Treasury have recently confirmed that co-owners will be able to aggregate their loan accounts together to purchase property as tenants in common.

First Home Owners Grant
If you are all eligible to obtain the grant, the government will provide one grant only in respect of the co-owned property (in effect, each co-owner gets a share of the grant).

Stamp duty exemptions
Each state is different. All offer some type of stamp duty exemption to first home buyers. Some states (eg NSW) are more generous than others (eg, Queensland). If all co-owners are eligible, then they can take advantage of the stamp duty exemption provided they meet the other criteria (see www.firsthome.gov.au). NSW is the most progressive state, allowing From 1 May 2007, First Home Plus One allows eligible purchasers to buy property with other parties and still receive a concession. To qualify the eligible purchasers must buy at least 50 per cent of the property.
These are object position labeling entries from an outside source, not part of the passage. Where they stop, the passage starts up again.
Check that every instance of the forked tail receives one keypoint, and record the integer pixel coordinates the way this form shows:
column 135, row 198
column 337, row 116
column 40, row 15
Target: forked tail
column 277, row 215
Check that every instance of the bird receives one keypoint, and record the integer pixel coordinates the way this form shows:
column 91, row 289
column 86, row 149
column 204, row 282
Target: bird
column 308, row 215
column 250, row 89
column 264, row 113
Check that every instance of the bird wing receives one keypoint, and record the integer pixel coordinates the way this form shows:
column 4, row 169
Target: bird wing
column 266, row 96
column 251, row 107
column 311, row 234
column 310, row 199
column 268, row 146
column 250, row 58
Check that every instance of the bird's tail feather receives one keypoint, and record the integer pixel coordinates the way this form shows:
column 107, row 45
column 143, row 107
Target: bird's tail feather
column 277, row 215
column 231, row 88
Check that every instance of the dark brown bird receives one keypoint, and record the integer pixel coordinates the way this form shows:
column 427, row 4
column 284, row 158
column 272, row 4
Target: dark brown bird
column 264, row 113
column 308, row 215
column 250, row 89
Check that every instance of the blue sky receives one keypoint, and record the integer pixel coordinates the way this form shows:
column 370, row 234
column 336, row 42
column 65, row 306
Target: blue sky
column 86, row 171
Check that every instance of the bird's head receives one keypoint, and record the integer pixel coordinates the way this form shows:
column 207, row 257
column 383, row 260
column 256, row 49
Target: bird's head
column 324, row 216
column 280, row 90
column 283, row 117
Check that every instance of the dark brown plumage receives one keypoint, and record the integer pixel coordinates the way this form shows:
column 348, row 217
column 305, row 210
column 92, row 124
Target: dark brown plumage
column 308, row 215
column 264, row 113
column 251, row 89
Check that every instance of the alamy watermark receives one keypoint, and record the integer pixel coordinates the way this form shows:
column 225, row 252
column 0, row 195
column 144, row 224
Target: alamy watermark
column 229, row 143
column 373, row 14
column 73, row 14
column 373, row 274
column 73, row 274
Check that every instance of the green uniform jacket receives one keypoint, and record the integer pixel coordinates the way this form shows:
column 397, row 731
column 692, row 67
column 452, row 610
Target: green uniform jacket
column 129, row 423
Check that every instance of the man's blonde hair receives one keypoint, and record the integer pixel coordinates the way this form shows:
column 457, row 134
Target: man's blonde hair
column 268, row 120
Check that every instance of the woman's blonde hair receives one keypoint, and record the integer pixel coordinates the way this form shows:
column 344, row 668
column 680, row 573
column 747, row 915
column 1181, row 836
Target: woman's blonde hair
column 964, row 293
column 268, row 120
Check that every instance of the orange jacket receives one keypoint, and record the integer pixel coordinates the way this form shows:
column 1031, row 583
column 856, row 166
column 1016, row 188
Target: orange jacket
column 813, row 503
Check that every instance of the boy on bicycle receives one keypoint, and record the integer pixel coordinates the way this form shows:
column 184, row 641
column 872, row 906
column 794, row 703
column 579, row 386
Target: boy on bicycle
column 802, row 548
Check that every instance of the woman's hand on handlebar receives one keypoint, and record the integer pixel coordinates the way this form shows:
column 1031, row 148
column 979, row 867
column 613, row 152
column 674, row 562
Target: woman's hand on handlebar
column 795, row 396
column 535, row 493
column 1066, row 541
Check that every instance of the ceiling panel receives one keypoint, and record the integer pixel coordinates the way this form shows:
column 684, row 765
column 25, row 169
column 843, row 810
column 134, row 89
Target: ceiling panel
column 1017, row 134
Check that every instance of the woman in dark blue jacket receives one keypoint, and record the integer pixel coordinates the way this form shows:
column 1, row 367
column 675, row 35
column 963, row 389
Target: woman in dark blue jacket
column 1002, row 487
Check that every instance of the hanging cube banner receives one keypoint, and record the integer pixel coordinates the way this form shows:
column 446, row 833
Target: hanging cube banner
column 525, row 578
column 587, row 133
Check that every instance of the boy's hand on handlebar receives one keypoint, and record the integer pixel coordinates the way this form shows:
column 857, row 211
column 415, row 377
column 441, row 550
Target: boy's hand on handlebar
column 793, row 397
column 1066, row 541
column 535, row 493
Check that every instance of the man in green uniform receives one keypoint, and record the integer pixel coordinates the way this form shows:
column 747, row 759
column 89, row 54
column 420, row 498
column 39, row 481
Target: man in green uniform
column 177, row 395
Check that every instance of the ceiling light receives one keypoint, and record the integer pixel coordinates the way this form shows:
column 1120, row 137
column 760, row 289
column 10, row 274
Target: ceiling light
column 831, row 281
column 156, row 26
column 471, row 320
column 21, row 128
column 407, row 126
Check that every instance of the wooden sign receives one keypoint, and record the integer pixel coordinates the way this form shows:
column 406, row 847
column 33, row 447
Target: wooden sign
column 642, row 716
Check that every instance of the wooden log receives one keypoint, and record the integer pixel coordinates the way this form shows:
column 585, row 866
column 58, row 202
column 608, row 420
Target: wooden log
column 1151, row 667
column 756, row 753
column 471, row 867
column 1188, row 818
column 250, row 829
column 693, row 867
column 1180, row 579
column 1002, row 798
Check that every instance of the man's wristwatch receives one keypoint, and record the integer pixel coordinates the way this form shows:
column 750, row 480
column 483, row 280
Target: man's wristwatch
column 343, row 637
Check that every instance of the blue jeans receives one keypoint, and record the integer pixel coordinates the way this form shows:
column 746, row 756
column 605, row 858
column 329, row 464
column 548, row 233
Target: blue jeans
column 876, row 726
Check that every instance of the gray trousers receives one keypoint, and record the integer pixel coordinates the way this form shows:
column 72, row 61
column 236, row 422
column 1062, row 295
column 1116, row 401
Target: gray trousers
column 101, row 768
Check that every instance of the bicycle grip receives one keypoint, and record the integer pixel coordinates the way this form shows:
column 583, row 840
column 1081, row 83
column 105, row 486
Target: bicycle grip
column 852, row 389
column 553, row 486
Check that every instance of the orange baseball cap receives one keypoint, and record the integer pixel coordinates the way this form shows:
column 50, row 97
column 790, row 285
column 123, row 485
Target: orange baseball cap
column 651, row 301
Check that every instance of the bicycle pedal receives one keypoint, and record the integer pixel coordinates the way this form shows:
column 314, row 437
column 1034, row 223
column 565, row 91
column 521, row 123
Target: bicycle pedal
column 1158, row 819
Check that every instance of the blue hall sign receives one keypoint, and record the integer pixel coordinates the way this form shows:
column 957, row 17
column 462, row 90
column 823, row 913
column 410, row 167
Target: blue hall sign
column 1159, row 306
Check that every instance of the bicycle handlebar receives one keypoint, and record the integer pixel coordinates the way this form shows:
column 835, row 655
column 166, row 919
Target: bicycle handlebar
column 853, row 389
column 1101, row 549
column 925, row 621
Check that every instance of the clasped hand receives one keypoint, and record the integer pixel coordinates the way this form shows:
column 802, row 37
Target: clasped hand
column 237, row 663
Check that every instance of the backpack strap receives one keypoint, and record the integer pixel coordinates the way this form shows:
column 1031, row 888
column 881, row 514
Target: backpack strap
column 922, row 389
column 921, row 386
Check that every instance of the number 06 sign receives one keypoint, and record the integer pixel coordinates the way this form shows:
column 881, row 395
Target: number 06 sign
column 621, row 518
What do I need to organise to buy property with my friends, family or partner?

Group finance
A joint mortgage is a home loan given to more than one party based on their criteria together, rather than individually. Groups of property buyers often apply for a joint mortgage because it allows them to combine their incomes in order to qualify for a higher loan amount, than would be possible individually. All the purchasers’ names will go on the mortgage and title deed and the co-borrowers will be jointly and severally liable for each other’s debts. One of the biggest differences when buying with friends is what to do if one party wishes to sell the property or is unable to meet their share of repayments. A well drafted Co-Ownership Agreement should set up a default regime so that the co-owners can manage any default that occurs with respect to the co-owned property.

A well-drafted Co-Ownership Agreement
A co-ownership agreement is a legal document which sets out the rights and obligations of each person with a share in the property. It can also be used to set out how the co-owners want to deal with any other issues related to the property. PodProperty is one source of co-ownership agreements and charges $350 per co-owner.

A conveyancer
Conveyancing refers to the process of preparing for the transfer of the legal title to property from one person to another. In your case, it will be transferred into your name and the names of those you are buying your home with. As part of this process, the lawyer will undertake a range of inquiries relating to the property and carry out a number of checks which can take from 6 to 8 weeks to complete. These inquiries are normally completed before the date selected for settlement which will have been set out in the contract for the sale of the property.